A Visit from the Goon Squad is a book about the interplay of time and music, about survival, about the stirrings and transformations set inexorably in motion by even the most passing conjunction of our fates. In a breathtaking array of styles and tones ranging from tragedy to satire to PowerPoint, Egan captures the undertow of self-destruction that we all must either master or succumb to; the basic human hunger for redemption; and the universal tendency to reach for both—and escape the merciless progress of time—in the transporting realms of art and music. Sly, startling, exhilarating work from one of our boldest writers. 

Eleanor Oliphant is Completely Fine, Gail Honeyman, 2017, 327  pages
Meet Eleanor Oliphant. She struggles with appropriate social skills and tends to say exactly what she’s thinking. Nothing is missing in her carefully time-tabled life of avoiding social interactions, where weekends are punctuated by frozen pizza, vodka, and phone chats with Mummy. 

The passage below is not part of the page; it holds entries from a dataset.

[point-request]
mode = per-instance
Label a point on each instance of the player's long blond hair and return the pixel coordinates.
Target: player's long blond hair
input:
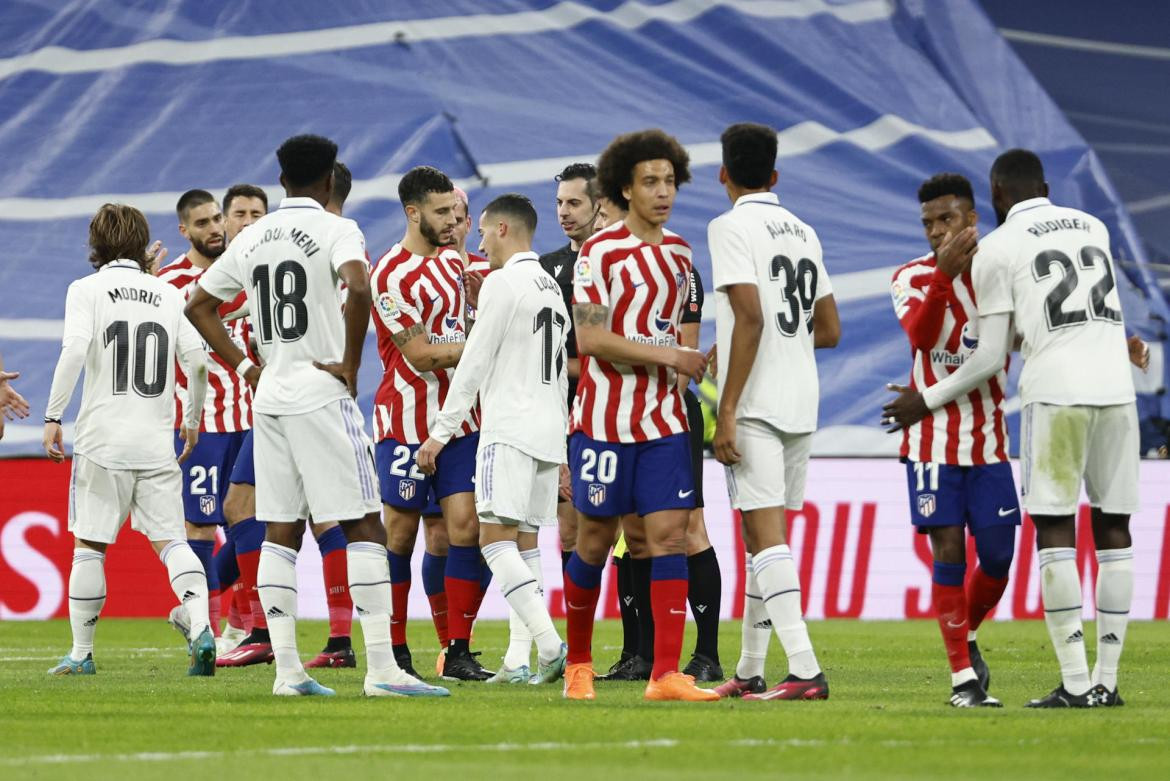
(118, 232)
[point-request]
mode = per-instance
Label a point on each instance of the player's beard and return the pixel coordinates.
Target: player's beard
(208, 251)
(429, 233)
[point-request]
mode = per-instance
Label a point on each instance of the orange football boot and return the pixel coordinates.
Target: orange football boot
(579, 681)
(678, 686)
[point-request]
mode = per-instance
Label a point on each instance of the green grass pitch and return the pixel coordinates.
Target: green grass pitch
(140, 717)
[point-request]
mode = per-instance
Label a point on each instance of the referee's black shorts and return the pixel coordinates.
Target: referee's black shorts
(695, 421)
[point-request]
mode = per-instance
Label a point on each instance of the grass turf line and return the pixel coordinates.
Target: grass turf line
(887, 717)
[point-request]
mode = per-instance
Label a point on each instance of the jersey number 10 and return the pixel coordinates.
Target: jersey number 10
(146, 336)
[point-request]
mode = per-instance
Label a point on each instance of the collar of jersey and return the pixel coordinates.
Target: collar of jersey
(529, 255)
(122, 263)
(298, 202)
(1024, 206)
(758, 198)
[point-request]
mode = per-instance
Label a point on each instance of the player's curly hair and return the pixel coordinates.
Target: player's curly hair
(118, 232)
(420, 181)
(945, 184)
(616, 166)
(307, 159)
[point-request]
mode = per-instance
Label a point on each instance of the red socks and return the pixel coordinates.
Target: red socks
(983, 593)
(950, 603)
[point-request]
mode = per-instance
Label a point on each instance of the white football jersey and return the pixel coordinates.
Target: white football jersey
(287, 262)
(515, 358)
(759, 242)
(1050, 267)
(133, 327)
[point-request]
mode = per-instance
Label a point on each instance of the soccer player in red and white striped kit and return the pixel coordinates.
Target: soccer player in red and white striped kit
(956, 458)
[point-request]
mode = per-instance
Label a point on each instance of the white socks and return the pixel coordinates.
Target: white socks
(1060, 586)
(276, 585)
(188, 581)
(369, 572)
(520, 638)
(87, 596)
(780, 588)
(522, 589)
(1114, 595)
(757, 629)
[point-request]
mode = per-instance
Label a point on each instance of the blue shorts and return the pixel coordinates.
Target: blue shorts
(405, 488)
(245, 469)
(943, 495)
(616, 478)
(205, 475)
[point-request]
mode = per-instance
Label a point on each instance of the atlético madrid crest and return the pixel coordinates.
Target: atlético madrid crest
(596, 493)
(927, 505)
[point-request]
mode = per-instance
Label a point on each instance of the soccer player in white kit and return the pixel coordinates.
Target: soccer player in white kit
(515, 359)
(773, 305)
(311, 453)
(1048, 269)
(126, 329)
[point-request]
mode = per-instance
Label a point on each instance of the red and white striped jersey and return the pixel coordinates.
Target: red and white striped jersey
(412, 290)
(645, 288)
(940, 317)
(228, 405)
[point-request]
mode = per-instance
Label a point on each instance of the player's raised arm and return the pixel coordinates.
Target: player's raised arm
(78, 331)
(356, 276)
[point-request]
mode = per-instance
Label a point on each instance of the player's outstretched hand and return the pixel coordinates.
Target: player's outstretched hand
(12, 403)
(54, 442)
(1138, 352)
(956, 251)
(427, 455)
(155, 256)
(190, 440)
(904, 410)
(472, 283)
(566, 484)
(723, 443)
(345, 375)
(690, 363)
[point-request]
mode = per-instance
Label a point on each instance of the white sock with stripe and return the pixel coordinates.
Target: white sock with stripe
(188, 581)
(757, 629)
(776, 573)
(276, 585)
(87, 598)
(522, 589)
(1060, 586)
(1114, 596)
(369, 572)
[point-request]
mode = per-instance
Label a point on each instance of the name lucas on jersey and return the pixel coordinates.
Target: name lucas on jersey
(136, 295)
(298, 237)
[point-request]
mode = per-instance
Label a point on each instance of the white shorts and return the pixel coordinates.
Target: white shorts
(772, 469)
(513, 488)
(1060, 444)
(318, 463)
(100, 499)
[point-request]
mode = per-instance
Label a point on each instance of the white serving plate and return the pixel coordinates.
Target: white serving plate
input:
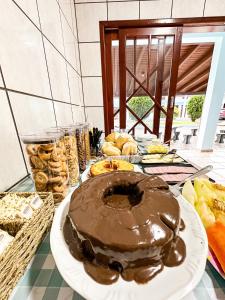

Then everything changes when Eleanor meets Raymond, the bumbling and deeply unhygienic IT guy from her office. When she and Raymond together save Sammy, an elderly gentleman who has fallen on the sidewalk, the three become the kinds of friends who rescue one another from the lives of isolation they have each been living--and it is Raymond’s big heart that will ultimately help Eleanor find the way to repair her own profoundly damaged one.